Cybercriminals have flourished under the pandemic as social distancing protocols have dramatically increased the volume of online transactions to avoid face-to-face interactions.
Villafuerte had authored HB 10141, which was consolidated with other similar measures into a substitute bill that the House later passed.
For Villafuerte, “COVID-19 has presented new opportunities for cybercriminal exploitation, including remote work, virtual crime, and persistent threats,” he said.
Although banks have increased their efforts in addressing cybercrimes, and consumers have also become increasingly vigilant against such offenses, Villafuerte said the Philippines still has no law against using financial accounts as an accessory to financial crimes.
“Worse, there is no punishment that can deter these criminal actions,” said Villafuerte, an advocate of the country’s digital switch even before the 2020 outbreak of the coronavirus pandemic.
Villafuerte said that Filipinos are to benefit soon from this congressional measure that aims to empower the Bangko Sentral ng Pilipinas (BSP) and the rest of the banking community better to protect financial consumers against phishing and other online scams.
“We are hopeful that President Duterte will sign this measure into law as it aims to regulate the use of bank accounts and electronic wallets and consider certain illegal financial acts related to their use as a form of economic sabotage and a heinous crime if done on a large scale,” Villafuerte said.
Both the Senate and the House of Representatives (HOR) ratified the final version of this measure on financial consumer protection before both chambers took a three-month break last Feb. 4 for the national elections on May 9.
Before the congressional break, he said the Senate had ratified this measure meant to combat cybercrimes by, among others, penalizing social engineering schemes, commonly known as “phishing,” that lead to illegal financial activities.
The House earlier passed on third reading its version of this measure, but it subsequently adopted the Senate’s counterpart bill to do away with the bicameral conference committee (bicam) process that would have required legislators from both chambers to first reconcile the conflicting provisions of their respective bills before the submission of an enrolled bill to the Palace for President Duterte’s approval.

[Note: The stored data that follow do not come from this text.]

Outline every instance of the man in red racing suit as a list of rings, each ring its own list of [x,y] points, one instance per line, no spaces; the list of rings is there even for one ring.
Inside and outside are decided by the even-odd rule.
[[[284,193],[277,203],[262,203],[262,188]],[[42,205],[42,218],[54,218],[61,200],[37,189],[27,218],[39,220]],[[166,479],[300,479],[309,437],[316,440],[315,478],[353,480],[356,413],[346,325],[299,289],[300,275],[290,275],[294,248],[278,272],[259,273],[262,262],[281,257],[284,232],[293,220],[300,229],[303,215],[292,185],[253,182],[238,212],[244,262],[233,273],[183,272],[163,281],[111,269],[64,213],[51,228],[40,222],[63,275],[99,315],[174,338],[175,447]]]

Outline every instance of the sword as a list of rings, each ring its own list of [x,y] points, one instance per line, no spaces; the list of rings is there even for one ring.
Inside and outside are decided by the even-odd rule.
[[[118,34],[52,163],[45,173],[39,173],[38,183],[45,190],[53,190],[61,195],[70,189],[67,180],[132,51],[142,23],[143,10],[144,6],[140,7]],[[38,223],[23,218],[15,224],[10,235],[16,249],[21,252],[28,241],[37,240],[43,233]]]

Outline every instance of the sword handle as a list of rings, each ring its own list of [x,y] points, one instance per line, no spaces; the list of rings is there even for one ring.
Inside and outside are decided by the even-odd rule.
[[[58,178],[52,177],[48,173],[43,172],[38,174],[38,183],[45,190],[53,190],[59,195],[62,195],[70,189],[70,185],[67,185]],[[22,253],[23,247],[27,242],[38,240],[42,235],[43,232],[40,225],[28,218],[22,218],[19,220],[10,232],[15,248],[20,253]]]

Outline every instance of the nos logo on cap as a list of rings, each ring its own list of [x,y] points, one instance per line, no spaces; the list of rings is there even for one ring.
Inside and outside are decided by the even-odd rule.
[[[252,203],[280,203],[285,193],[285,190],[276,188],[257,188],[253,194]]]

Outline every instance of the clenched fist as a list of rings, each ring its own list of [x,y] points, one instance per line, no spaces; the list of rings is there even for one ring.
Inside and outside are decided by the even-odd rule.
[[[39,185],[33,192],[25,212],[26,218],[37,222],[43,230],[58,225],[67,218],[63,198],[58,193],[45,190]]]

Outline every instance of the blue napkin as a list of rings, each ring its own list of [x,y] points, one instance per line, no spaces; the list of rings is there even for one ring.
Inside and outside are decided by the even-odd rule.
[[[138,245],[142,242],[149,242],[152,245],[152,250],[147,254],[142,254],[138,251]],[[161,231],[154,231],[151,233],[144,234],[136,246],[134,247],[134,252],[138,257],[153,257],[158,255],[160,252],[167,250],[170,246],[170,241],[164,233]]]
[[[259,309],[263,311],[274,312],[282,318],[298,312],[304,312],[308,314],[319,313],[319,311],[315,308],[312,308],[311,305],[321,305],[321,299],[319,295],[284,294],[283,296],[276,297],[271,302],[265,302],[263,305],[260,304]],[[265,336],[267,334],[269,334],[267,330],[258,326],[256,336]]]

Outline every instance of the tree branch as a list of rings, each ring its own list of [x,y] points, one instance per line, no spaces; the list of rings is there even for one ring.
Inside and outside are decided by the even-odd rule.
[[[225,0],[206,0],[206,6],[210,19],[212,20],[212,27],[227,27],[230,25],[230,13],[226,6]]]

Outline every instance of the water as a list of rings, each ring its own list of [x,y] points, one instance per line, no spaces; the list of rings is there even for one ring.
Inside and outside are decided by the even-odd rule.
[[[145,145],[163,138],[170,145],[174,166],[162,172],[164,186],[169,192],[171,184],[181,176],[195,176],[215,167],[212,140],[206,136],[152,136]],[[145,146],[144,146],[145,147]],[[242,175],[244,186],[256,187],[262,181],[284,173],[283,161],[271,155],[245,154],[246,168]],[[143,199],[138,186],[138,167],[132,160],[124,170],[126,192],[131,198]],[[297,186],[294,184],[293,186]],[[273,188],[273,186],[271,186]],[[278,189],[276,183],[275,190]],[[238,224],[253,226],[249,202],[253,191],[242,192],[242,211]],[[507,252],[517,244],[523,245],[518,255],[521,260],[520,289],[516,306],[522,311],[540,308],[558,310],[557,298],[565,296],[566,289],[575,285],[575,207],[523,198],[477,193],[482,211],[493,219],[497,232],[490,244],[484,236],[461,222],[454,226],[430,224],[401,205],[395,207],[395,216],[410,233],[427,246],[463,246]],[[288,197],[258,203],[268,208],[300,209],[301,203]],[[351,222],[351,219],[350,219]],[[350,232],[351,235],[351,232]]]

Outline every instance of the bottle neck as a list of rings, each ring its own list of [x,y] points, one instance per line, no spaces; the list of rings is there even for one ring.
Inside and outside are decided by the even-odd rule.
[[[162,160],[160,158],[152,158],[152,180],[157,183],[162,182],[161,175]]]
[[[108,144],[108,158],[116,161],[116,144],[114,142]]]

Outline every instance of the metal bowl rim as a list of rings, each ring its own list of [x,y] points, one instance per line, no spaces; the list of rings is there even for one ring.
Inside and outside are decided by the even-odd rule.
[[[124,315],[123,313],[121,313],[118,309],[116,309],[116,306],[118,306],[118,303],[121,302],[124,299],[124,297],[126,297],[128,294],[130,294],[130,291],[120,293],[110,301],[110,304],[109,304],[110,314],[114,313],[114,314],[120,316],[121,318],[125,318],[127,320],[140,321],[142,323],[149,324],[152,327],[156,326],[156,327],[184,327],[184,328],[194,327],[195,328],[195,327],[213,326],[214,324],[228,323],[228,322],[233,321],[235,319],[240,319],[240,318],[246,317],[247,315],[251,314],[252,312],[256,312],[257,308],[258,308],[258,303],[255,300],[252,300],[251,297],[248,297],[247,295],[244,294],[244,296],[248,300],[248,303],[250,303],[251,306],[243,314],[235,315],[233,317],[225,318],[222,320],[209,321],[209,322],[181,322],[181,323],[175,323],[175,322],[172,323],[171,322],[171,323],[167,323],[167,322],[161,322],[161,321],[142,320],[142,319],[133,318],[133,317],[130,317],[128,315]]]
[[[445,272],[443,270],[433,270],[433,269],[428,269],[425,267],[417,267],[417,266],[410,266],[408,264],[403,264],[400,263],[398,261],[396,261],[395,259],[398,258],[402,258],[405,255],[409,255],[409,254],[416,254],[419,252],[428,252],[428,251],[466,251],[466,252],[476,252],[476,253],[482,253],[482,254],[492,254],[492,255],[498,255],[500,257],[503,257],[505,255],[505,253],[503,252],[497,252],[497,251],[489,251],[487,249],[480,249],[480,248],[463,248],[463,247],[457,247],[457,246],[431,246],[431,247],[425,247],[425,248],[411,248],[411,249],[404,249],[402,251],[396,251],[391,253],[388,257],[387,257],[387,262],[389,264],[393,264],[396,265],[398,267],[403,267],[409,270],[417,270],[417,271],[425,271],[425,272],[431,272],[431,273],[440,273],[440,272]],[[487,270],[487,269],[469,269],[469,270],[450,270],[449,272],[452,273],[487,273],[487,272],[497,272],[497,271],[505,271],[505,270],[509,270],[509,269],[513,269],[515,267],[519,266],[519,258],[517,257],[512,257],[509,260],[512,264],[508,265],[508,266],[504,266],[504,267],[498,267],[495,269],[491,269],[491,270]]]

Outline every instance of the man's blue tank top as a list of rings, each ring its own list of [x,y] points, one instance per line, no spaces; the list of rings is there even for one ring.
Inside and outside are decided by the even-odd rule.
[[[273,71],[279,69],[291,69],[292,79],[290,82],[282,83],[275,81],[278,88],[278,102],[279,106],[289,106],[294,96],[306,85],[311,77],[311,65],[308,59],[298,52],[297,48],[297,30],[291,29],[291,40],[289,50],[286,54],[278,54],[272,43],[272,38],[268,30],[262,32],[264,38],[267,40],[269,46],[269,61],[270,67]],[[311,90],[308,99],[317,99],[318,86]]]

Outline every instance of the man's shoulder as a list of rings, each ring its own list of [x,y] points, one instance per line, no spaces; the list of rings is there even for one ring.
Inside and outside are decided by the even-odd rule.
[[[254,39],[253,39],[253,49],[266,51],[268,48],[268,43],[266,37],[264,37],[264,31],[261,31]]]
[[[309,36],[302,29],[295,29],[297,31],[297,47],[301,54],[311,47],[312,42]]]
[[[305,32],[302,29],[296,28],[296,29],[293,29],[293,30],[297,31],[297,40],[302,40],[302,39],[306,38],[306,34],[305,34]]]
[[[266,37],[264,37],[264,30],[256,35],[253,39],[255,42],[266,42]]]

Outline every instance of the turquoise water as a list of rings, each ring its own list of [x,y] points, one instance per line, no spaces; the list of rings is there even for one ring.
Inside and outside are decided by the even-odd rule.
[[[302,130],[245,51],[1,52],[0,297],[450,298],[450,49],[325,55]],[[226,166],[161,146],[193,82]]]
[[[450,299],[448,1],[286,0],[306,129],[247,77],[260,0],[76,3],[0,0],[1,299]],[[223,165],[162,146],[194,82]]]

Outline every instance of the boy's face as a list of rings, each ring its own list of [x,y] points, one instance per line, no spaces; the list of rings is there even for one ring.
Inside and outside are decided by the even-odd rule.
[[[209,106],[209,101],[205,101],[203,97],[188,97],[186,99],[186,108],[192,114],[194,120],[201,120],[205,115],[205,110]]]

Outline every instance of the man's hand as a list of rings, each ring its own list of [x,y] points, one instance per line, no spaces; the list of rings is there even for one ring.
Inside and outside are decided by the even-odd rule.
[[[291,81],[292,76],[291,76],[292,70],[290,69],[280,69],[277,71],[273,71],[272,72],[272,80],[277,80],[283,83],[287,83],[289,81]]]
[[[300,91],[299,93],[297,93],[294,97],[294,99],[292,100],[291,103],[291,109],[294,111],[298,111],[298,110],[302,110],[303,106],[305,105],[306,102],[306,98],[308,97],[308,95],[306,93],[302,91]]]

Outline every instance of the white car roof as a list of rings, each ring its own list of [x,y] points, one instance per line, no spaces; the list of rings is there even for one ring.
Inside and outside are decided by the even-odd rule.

“Our ongoing efforts to accelerate the country’s digital switch must be complemented by measures to safeguard consumers against cyber threats and other illegal online schemes,” Villafuerte added.
“The recent gains in the digitalization of financial services should not result [in] adverse consequences for our people, especially during this prolonged pandemic,” the solon pointed out.
In January, reports from the Teachers Dignity Coalition (TDC) claimed that about 20 to 40 teachers lost between P26,000 and P121,000 each from their allegedly “hacked” Land Bank accounts, but the lender claimed that its systems were safe and secure and that these teachers had actually fallen prey to a phishing scheme.
Also, last January, three Filipinos and a Nigerian were indicted by the DOJ (Department of Justice) for the hacking attack that victimized about 700 BDO customers in early December last year who reportedly lost as much as P50,000 each through unauthorized transfers from their bank accounts.
Villafuerte said the bill prohibits the opening of a bank account, an e-wallet account, or other financial accounts under a fictitious name or using the identity or identification documents of another to receive or transfer or withdraw proceeds derived from crimes or offenses.
The measure also seeks to penalize any person performing any phishing or social engineering schemes by slapping a term of life imprisonment and a fine of P1 million to P5 million on those found guilty of cyber offenses that constitute economic sabotage.